In "Diverse forms of selection in evolution and computer science," the authors notice that a particular mathematical model, the Multiplicative Weights Update Algorithm (MWUA) used in computer science, seems to fit some evolutionary scenarios, too. Launching from a paper by Chastain et al. called "Algorithms, Games and Evolution," they find this similarity interesting, and perhaps fruitful.
The astonishing diversity of complex adaptations that we see in the living world has been produced by natural selection, over ∼ 3.5 billion years of evolution. Information from the largely random survival and reproduction of past organisms has accumulated to produce genomes that are precisely fitted to diverse environments. In PNAS, Chastain et al. show that natural selection on freely recombining populations is equivalent to the multiplicative weights update algorithm (MWUA), an efficient optimization algorithm that has been discovered many times in computer science, statistics, and economics. Whether this equivalence explains the extraordinary effectiveness of natural selection, or conversely, of artificial algorithms, depends on one's perspective. Perhaps surprisingly, theoretical results in population genetics and in computer science look quite different, even when they deal with essentially the same questions. Thus, the equivalence identified by Chastain et al. allows these different results to be transferred between fields in both directions. (Emphasis added.)
The obvious problem with this line of thinking is that evolution has no algorithm! By definition, it is aimless, unguided, and mindless -- unlike an economist, statistician, or computer scientist. Like the playground voices compared to stellar spectra, any similarities will surely be swamped by more important differences. We also see that the commenters assume natural selection created all the "astonishing diversity of complex adaptations" in the living world, forcing them to try to fit an intelligent-design algorithm on what they believe originated by chance. Here's how Chastain et al. commit the same question-begging error:
Even the most seasoned students of evolution, starting with Darwin himself, have occasionally expressed amazement that the mechanism of natural selection has produced the whole of Life as we see it around us. There is a computational way to articulate the same amazement: "What algorithm could possibly achieve all this in a mere three and a half billion years?" In this paper we propose an answer: We demonstrate that in the regime of weak selection, the standard equations of population genetics describing natural selection in the presence of sex become identical to those of a repeated game between genes played according to multiplicative weight updates (MWUA), an algorithm known in computer science to be surprisingly powerful and versatile. MWUA maximizes a tradeoff between cumulative performance and entropy, which suggests a new view on the maintenance of diversity in evolution.

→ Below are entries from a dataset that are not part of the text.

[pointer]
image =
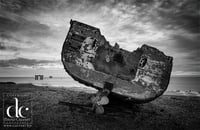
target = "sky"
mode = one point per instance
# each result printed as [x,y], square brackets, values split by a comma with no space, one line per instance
[32,32]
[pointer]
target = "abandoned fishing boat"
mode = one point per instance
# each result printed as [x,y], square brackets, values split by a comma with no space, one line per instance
[141,75]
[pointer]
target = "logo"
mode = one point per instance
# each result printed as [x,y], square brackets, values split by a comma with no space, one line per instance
[17,110]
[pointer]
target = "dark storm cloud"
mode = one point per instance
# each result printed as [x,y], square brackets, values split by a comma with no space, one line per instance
[23,62]
[190,45]
[19,24]
[180,14]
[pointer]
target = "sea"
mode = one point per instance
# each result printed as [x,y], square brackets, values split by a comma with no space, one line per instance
[176,83]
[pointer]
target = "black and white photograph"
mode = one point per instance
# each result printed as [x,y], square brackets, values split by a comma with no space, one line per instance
[100,64]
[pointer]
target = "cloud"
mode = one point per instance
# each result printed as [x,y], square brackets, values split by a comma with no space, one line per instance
[28,63]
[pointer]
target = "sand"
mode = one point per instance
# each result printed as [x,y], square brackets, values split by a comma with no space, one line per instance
[52,111]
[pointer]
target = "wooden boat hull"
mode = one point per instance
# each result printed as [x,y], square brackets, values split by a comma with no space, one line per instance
[141,75]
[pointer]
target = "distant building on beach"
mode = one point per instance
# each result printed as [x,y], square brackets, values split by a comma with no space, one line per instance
[39,77]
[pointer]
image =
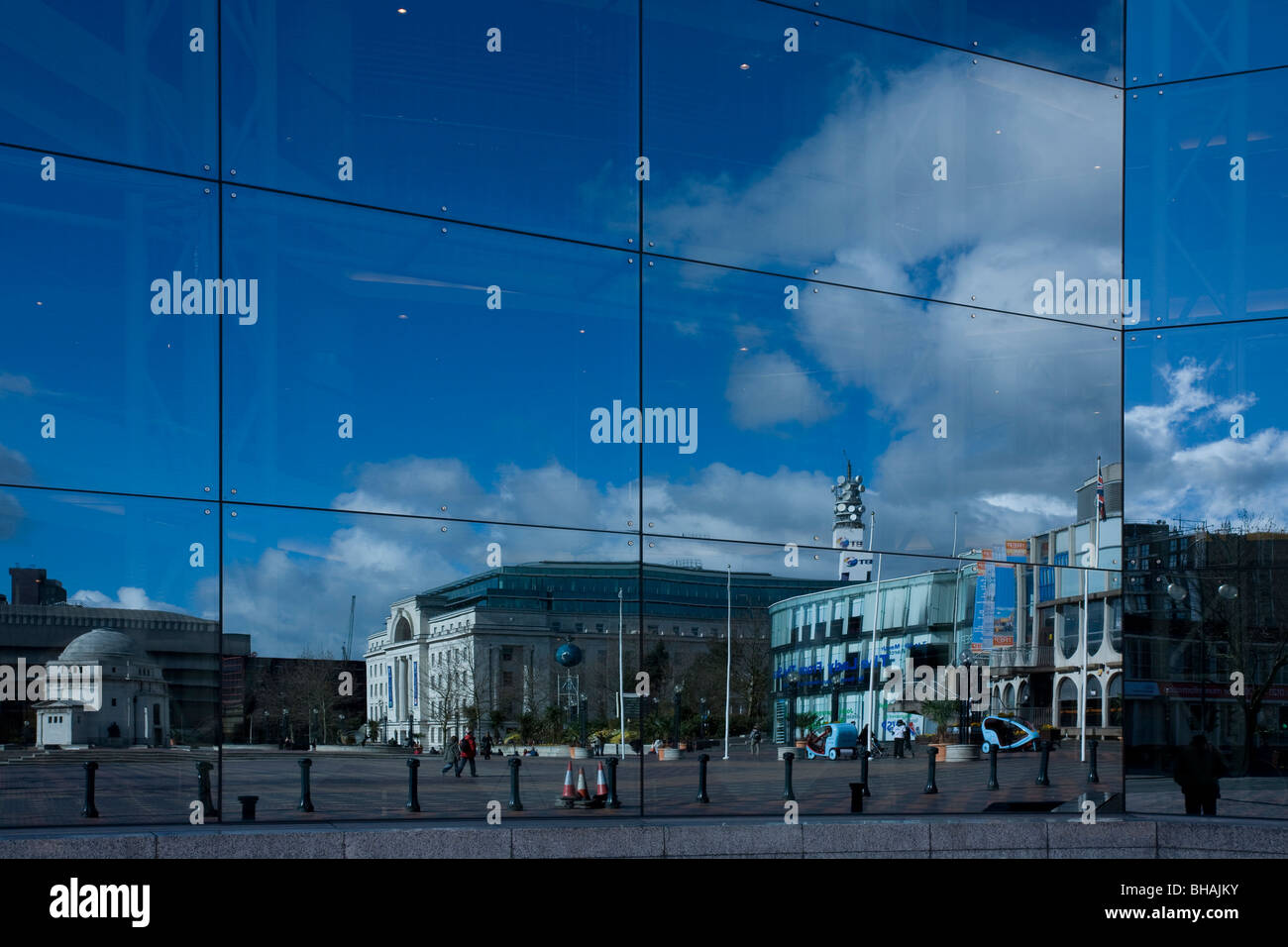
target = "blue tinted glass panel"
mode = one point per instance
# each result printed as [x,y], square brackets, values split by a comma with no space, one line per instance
[936,408]
[104,385]
[1205,425]
[1048,35]
[124,594]
[875,161]
[1205,205]
[540,134]
[395,368]
[124,81]
[1172,40]
[456,626]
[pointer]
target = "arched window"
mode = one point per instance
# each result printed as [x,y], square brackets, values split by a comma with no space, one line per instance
[1095,626]
[1095,701]
[1068,702]
[1068,621]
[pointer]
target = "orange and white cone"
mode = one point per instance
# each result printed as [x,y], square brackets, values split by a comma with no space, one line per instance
[568,793]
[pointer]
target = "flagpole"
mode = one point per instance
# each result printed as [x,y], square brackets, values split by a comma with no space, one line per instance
[876,617]
[728,650]
[1086,589]
[621,684]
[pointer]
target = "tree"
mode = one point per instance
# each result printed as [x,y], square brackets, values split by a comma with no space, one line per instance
[940,712]
[1239,592]
[451,688]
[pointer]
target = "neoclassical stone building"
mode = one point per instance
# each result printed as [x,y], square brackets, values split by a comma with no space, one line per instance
[489,641]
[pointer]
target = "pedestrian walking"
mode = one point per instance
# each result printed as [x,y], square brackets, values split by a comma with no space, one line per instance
[1197,771]
[451,754]
[469,750]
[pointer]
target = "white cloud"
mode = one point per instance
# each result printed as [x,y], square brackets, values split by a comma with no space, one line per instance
[769,389]
[1184,462]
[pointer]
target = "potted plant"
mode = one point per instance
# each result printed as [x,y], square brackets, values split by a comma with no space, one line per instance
[941,714]
[805,723]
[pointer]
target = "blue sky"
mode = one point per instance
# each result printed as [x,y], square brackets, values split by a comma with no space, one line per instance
[487,411]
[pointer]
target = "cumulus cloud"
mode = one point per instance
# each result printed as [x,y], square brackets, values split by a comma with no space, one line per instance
[1184,462]
[769,389]
[127,596]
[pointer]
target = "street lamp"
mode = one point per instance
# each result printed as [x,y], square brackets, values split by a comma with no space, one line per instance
[675,725]
[1179,592]
[794,680]
[964,659]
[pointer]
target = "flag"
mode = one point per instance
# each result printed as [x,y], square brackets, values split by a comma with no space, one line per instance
[1100,492]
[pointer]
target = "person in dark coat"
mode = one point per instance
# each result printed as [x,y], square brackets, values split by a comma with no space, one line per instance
[468,750]
[451,754]
[1197,772]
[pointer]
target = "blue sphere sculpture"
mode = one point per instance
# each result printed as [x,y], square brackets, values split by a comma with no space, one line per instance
[568,655]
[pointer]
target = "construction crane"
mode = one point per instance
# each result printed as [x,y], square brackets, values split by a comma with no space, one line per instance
[348,647]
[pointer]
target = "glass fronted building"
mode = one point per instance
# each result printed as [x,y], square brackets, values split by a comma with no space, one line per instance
[310,307]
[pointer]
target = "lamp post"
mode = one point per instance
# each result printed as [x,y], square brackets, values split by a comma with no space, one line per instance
[675,725]
[964,659]
[621,685]
[794,680]
[1179,592]
[729,648]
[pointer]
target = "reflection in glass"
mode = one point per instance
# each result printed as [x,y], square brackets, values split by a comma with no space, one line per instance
[807,162]
[802,389]
[110,639]
[1081,38]
[394,368]
[117,81]
[1203,209]
[104,384]
[1171,42]
[523,115]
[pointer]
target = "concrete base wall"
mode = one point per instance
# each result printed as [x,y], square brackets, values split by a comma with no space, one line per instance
[571,838]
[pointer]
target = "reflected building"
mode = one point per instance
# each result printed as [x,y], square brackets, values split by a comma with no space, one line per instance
[128,702]
[489,641]
[184,648]
[1206,644]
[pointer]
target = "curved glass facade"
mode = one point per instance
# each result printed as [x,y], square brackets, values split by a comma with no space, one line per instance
[632,377]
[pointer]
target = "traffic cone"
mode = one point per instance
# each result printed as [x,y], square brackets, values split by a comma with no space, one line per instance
[600,787]
[568,796]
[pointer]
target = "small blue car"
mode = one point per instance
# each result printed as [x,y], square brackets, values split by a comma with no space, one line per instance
[1006,733]
[832,741]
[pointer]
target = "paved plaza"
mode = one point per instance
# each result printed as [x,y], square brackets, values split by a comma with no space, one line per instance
[159,787]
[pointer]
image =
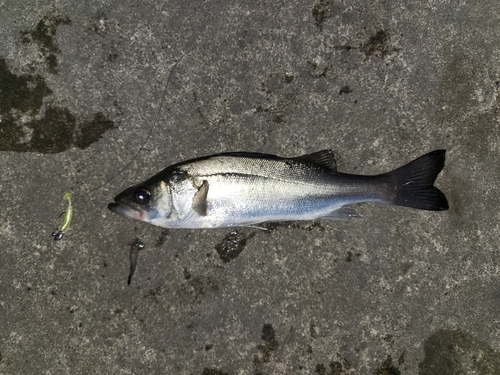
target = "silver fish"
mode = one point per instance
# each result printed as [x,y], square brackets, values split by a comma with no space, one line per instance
[245,189]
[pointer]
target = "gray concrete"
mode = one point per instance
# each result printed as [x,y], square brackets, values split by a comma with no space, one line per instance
[399,291]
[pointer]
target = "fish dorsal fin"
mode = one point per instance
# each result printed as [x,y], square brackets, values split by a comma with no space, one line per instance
[200,199]
[324,158]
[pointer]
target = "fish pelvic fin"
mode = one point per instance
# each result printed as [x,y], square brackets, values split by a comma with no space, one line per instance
[414,183]
[199,204]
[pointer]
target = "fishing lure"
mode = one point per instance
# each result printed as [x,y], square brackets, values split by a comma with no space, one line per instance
[67,216]
[68,213]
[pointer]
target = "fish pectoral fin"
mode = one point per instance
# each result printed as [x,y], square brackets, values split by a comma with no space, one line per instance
[199,204]
[343,213]
[324,158]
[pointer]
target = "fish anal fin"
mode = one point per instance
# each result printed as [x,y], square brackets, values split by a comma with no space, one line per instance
[343,213]
[199,204]
[324,158]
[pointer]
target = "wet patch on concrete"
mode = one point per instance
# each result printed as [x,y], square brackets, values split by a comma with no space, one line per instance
[232,245]
[457,352]
[28,125]
[44,37]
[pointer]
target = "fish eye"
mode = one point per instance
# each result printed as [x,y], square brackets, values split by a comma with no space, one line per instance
[142,195]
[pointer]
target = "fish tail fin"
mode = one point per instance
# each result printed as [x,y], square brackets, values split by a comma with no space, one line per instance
[414,183]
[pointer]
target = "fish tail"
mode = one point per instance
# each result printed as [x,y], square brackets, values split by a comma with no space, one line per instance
[414,183]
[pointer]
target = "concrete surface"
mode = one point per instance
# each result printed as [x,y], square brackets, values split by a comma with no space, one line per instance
[399,291]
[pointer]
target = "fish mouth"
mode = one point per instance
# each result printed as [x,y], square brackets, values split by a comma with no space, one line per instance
[124,211]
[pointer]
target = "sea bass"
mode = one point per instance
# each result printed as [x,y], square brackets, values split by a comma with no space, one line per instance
[245,189]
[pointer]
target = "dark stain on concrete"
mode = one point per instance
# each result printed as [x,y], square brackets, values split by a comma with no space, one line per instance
[44,36]
[345,90]
[135,246]
[232,245]
[162,238]
[387,368]
[270,344]
[198,287]
[209,371]
[29,126]
[450,352]
[320,13]
[378,45]
[336,367]
[318,71]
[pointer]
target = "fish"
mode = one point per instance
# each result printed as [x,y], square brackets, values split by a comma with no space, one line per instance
[242,189]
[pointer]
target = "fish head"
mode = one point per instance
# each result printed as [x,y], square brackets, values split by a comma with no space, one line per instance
[148,202]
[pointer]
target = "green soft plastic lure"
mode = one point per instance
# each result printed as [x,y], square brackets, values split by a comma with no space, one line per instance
[67,216]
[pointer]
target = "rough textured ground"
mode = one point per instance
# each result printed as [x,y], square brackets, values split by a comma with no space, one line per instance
[399,291]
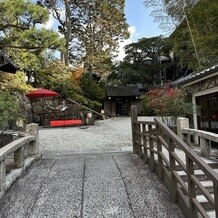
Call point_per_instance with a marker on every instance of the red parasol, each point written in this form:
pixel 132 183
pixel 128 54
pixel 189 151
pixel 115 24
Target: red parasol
pixel 42 93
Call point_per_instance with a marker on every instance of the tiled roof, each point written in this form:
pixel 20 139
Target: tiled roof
pixel 195 76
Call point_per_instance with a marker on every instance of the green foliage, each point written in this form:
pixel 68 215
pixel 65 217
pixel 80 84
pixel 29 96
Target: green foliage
pixel 92 30
pixel 92 89
pixel 14 82
pixel 22 35
pixel 147 110
pixel 9 109
pixel 141 63
pixel 169 102
pixel 58 77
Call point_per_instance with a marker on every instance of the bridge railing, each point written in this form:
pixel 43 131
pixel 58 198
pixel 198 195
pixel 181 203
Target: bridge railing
pixel 205 140
pixel 172 159
pixel 20 154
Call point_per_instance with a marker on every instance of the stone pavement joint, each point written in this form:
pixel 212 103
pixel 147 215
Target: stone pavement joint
pixel 95 185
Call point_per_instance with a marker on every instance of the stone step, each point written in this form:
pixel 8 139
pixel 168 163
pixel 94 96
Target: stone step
pixel 204 202
pixel 211 213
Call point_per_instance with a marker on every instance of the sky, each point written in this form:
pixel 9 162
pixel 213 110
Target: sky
pixel 141 24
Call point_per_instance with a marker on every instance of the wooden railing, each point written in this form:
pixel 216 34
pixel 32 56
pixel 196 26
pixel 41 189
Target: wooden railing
pixel 205 139
pixel 20 153
pixel 172 159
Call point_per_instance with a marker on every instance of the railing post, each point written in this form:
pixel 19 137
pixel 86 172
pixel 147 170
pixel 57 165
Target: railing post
pixel 19 157
pixel 205 147
pixel 151 146
pixel 2 175
pixel 145 155
pixel 159 151
pixel 216 198
pixel 140 140
pixel 33 147
pixel 181 124
pixel 172 169
pixel 134 128
pixel 191 186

Once again, they first assume evolution, then try to force-fit an intelligently designed algorithm (MWUA) onto the whole of life. This is fallacious. It takes a mind to assign weights, play games to win, and run algorithms. It takes a mind to recognize a tradeoff, measure performance, and counteract entropy. A mindless world is incapable of such things. The authors have merely transferred their own mental activity onto a world that they must assume, being Darwinists, is blind and uncaring. Barton and colleagues never quite catch the absurdity of the comparison:
Although computer science and evolutionary biology appear to be very different fields, there are some surprisingly close parallels, which are apparent if one thinks of natural selection as providing a general algorithm by which populations can efficiently learn about their environment. Although the questions in each field differ, there are common themes -- not least, how rapidly can evolutionary algorithms act? In computer science terms, what is the complexity of an evolutionary algorithm, or in other words, how does the runtime scale with the dimensionality of the environment, genome size, population size, and so on? It is striking that, although these different fields deal with similar problems, their theoretical structures are quite different, giving an opportunity for fruitful transfer.
The only algorithm possible for evolutionary theory is what we might dub (after Berlinski) the SDLA: the "Sheer Dumb Luck" Algorithm. Unfortunately, that algorithm is weighted heavily in favor of entropy and extinction. We would hope that Darwinists would not try to transfer their algorithm back onto the computer scientists. It may be too late for the economists.